La première est celle qui a  suivi l'indépendance de ces dits pays africains. Elle avait comme figure notoire feu Jacques Foccart , le père spirituel de la discipline. Elle s'est  caractérisée par l'esprit dominant de son époque: sobriété, intelligence, vision lointaine et, général oblige, une élégance certaine dans ses rapports avec les pays du continent. Cette période a presque pris fin, en 1967,  avec le Général. Commence alors une autre de plus mouvementée  et plus turbulente. Toujours sous l'égide d'un  Foccart vieillissant, les choses se passent , désormais, loin des salons feutrés de l'Elysée  et nécessitent des hommes de terrains. C'est ainsi que le très célèbre Robert Denard, alias Bob Denard, fait sa rentrée sur la scène africaine. De Biafra, aux Comores,  en passant pas le Yemen  et le Congo, il est de toutes les opérations secrètes de la France. L'homme est, certes, réputé mercenaire, n'empêche qu'il avait un sens particulier de l'engagement. Tête brûlée, il s'engageait au flaire et selon ses convictions, plus que selon ses ordres, disent certains. Sa mort en extrême dénuement, montre en tout cas que sa motivation principale n'était pas l'appât du gain.
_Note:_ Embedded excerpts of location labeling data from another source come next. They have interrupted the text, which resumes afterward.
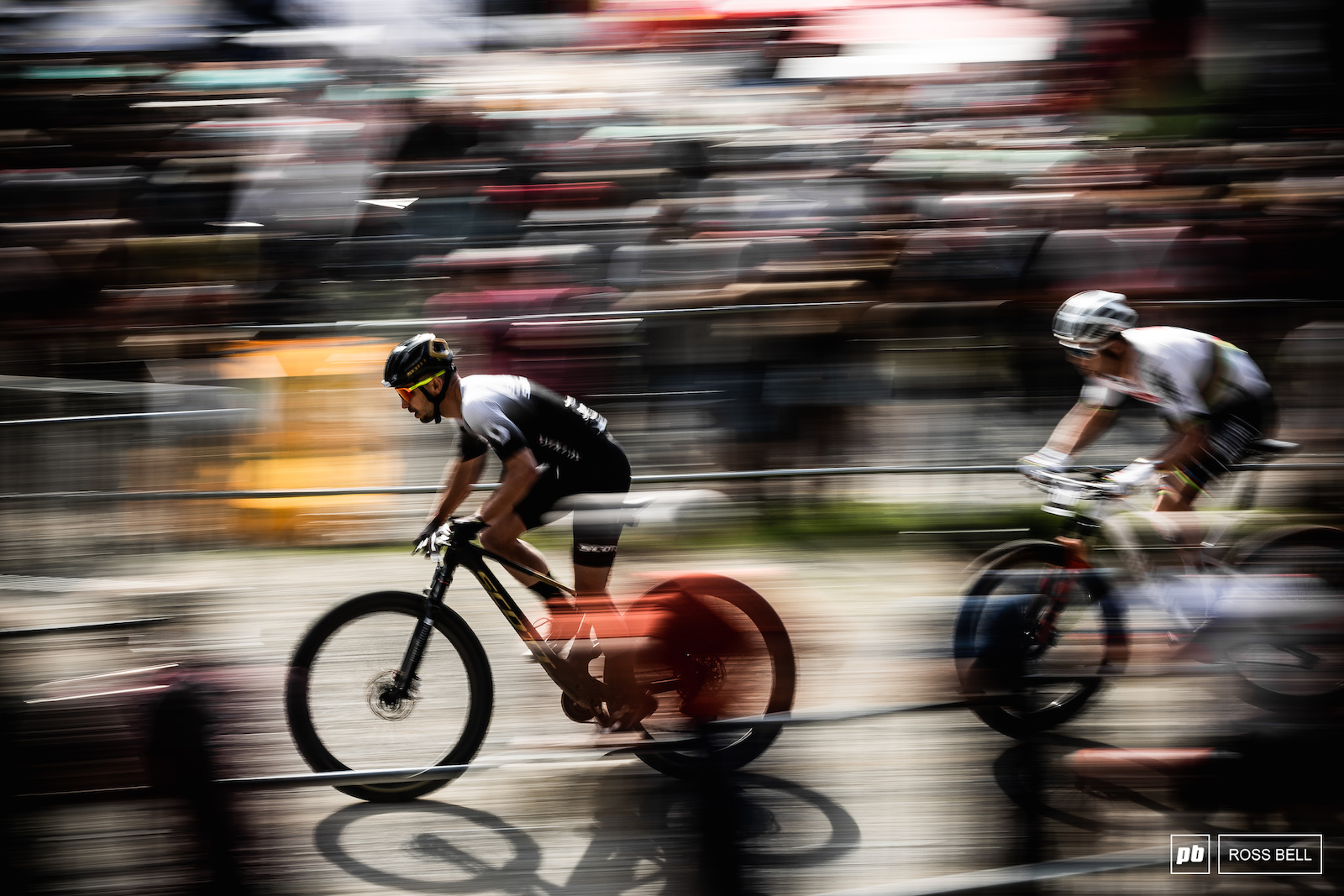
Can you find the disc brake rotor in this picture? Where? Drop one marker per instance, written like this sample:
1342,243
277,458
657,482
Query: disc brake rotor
383,699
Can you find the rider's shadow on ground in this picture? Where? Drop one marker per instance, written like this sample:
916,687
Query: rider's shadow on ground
645,835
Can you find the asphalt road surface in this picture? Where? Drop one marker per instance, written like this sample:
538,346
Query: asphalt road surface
916,802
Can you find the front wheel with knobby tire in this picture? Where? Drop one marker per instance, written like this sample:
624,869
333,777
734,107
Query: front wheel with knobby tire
347,712
1288,595
1032,665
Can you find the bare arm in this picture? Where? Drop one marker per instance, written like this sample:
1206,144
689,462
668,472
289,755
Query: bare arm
1189,441
521,473
459,479
1082,426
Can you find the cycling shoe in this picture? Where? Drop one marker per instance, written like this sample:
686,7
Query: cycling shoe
629,715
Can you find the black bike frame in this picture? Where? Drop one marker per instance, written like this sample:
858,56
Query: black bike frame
575,681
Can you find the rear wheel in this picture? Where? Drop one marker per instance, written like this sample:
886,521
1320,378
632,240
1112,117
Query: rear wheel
344,711
1294,654
716,649
1007,645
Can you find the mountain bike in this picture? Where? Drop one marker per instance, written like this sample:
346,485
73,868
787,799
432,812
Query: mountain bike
1042,627
400,679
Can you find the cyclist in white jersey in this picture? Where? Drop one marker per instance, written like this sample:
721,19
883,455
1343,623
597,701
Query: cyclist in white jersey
1211,394
551,448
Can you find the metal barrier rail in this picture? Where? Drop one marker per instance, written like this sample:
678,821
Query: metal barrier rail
100,418
635,479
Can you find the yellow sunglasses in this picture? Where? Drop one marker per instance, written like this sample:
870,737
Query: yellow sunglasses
405,391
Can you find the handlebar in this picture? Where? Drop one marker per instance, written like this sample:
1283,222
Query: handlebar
1088,490
456,531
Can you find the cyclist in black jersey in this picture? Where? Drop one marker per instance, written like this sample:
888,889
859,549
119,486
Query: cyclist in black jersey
551,448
Depuis les choses ont changée et cette étape a pris fin avec l'arrivée au pouvoir en France de Sarkozy. Sa   culture politique, sociale et  sa   manière de faire, de voir   et tout simplement de vivre ne laissent  aucune place  ni aux traditions, ni aux symboles.   Tout  le mépris qu'il a pour ces africains,  incapables de s'offrir une montre Rolex après 50 ans d'indépendance , l'a résumé dans son fameux discours de Dakar.  Ce même Dakar  qui  a vu naître l'autre Bob, Robert Bourgi, le conseiller en vogue actuellement de la Françafrique. Ses origines phéniciennes, libanaises, l'ont certainement appris que tout se vend et tout s'achète. L'avenir  appartient désormais au plus offrant qu'il soit  en Euro, en Dollar ou même, dit-on,  en Dinar. Ce Bob qu'on a vu très actif durant notre crise fratricide n'a rien, semble-t-il, d'un Bob Denard  idéaliste, utopiste et  idéologiquement orienté. L'artisan premier de cette troisième et dernière étape est bien issu de sa génération, celle de la libéralisation, de la marchandisation et de l'appât du gain. Son maître à penser à lui est bien l'argent, c'est tout simplement un Bob ...Dinar.